This summer salad is perfect for summer picnics and as a dinner side! You can use fresh veggies from your garden, and change the mix based on what is in season!
- 1 lb. pasta
- 1 c. cherry tomatoes, halved
- 1 yellow squash, cut in half lengthwise then sliced
- 1 zucchini, cut in half lengthwise then sliced
- 1 large head broccoli, cut into florets
- ½ medium red onion, diced or sliced
- ⅔ c. diced red bell peppers or diced roasted red peppers
- 1 (2.25 oz.) can sliced black olives
- ⅔ c. Italian dressing (I used Newman’s Own)
- ¼ c. grated parmesan
- 2 tbsp. freshly minced parsley
- ½ tsp. garlic powder
- ¼ tsp. paprika
- ¼ tsp. kosher sea salt
- ¼ tsp. freshly ground black pepper
- Place a large pot of water over high heat, bring to a boil. Add the pasta and cook according to the package’s directions.

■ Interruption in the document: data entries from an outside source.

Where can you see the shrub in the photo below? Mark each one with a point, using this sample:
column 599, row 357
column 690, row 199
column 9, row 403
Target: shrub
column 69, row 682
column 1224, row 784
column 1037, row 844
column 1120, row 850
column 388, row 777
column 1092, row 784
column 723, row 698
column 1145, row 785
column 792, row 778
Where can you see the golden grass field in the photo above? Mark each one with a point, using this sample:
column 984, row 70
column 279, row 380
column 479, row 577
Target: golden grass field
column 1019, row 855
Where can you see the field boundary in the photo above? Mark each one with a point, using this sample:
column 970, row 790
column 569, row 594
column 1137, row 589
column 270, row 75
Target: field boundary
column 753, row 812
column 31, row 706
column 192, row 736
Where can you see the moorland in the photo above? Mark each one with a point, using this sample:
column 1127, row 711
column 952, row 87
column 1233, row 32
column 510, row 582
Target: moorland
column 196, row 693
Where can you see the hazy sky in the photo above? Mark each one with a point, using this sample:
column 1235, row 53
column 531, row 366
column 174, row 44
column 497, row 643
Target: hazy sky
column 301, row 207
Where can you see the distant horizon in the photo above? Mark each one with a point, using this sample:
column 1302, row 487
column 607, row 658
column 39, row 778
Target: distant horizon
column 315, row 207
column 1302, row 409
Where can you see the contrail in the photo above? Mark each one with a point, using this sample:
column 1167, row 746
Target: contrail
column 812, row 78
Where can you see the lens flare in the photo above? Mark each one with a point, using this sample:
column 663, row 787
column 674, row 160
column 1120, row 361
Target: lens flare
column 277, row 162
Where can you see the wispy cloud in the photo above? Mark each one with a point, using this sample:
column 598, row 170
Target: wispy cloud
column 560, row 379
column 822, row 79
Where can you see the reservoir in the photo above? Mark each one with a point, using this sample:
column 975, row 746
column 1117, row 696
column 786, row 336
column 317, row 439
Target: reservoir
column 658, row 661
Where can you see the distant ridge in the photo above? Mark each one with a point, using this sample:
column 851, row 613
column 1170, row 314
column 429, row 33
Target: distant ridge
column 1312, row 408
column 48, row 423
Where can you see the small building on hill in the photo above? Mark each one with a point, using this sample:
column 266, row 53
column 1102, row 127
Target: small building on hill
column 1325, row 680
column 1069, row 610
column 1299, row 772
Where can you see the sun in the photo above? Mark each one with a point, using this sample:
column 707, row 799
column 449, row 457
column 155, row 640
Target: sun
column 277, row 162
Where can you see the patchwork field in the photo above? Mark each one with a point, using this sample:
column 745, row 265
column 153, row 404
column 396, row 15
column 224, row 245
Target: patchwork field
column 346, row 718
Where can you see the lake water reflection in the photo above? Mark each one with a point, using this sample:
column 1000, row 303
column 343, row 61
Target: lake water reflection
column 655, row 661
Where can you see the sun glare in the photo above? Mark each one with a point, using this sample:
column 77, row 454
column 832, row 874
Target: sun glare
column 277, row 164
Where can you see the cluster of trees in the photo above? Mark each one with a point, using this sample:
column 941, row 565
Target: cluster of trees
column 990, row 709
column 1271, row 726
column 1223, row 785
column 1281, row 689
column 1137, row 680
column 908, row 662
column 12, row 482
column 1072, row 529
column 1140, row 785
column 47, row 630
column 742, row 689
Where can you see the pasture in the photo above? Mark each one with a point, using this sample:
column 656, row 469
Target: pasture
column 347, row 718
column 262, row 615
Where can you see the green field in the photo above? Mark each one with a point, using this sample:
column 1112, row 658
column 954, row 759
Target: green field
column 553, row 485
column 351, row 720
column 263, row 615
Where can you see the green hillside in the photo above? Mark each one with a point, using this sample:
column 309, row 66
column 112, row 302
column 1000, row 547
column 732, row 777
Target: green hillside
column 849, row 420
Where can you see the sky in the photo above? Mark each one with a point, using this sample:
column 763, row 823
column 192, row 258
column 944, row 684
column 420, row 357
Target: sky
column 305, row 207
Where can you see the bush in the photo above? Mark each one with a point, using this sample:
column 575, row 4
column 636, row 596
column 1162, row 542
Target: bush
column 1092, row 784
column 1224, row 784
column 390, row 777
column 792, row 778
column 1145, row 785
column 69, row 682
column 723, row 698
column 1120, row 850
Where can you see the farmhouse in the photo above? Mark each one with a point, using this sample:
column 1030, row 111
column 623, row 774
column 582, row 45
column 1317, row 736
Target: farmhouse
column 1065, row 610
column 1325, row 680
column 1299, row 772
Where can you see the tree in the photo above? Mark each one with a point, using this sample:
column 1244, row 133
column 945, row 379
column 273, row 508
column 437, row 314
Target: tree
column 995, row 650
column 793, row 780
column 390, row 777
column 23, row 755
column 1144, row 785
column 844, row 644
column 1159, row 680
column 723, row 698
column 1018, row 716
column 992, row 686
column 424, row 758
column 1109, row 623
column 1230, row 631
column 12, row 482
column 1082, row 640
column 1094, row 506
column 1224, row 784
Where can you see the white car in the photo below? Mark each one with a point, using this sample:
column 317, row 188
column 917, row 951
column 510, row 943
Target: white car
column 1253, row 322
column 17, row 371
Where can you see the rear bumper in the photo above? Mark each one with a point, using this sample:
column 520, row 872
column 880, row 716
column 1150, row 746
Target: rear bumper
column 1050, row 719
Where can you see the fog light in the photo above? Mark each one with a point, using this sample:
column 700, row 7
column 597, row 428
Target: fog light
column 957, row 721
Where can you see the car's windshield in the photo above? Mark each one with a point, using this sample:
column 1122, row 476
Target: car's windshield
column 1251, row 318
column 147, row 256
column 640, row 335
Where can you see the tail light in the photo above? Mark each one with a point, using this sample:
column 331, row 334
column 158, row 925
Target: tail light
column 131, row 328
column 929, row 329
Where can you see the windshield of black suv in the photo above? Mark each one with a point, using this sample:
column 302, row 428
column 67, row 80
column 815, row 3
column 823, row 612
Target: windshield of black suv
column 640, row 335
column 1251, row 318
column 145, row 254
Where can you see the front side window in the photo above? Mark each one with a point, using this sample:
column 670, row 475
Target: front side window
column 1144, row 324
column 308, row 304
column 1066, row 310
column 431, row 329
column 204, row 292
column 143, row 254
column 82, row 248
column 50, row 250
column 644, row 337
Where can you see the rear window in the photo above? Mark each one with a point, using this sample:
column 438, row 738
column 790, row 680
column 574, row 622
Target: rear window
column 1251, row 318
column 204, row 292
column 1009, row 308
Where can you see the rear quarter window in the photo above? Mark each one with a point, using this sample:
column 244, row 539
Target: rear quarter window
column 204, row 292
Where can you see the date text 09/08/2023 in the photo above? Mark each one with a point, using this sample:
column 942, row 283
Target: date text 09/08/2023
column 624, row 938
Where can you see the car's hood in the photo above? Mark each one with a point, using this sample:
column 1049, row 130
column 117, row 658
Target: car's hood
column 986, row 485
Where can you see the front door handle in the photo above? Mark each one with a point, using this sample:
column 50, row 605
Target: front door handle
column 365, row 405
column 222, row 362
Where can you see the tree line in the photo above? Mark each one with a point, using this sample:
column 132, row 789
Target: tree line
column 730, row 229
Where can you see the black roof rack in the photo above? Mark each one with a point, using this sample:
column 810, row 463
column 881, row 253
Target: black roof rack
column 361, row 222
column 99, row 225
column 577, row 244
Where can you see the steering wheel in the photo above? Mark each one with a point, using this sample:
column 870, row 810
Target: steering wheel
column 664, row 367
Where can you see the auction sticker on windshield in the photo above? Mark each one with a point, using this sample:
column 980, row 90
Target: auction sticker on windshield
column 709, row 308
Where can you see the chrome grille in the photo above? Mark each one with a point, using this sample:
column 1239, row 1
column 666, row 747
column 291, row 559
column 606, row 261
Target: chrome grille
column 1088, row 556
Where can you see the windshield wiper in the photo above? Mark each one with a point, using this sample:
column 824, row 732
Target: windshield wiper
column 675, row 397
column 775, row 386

Drain and set aide.
- Meanwhile, prep the veggies. Then in a medium bowl, whisk together the dressing, parmesan, parsley, garlic powder, paprika, salt and black pepper.
- In the large pot, combine the pasta, veggies, and dressing. Stir until combined. Serve immediately or cover and refrigerate until ready to serve.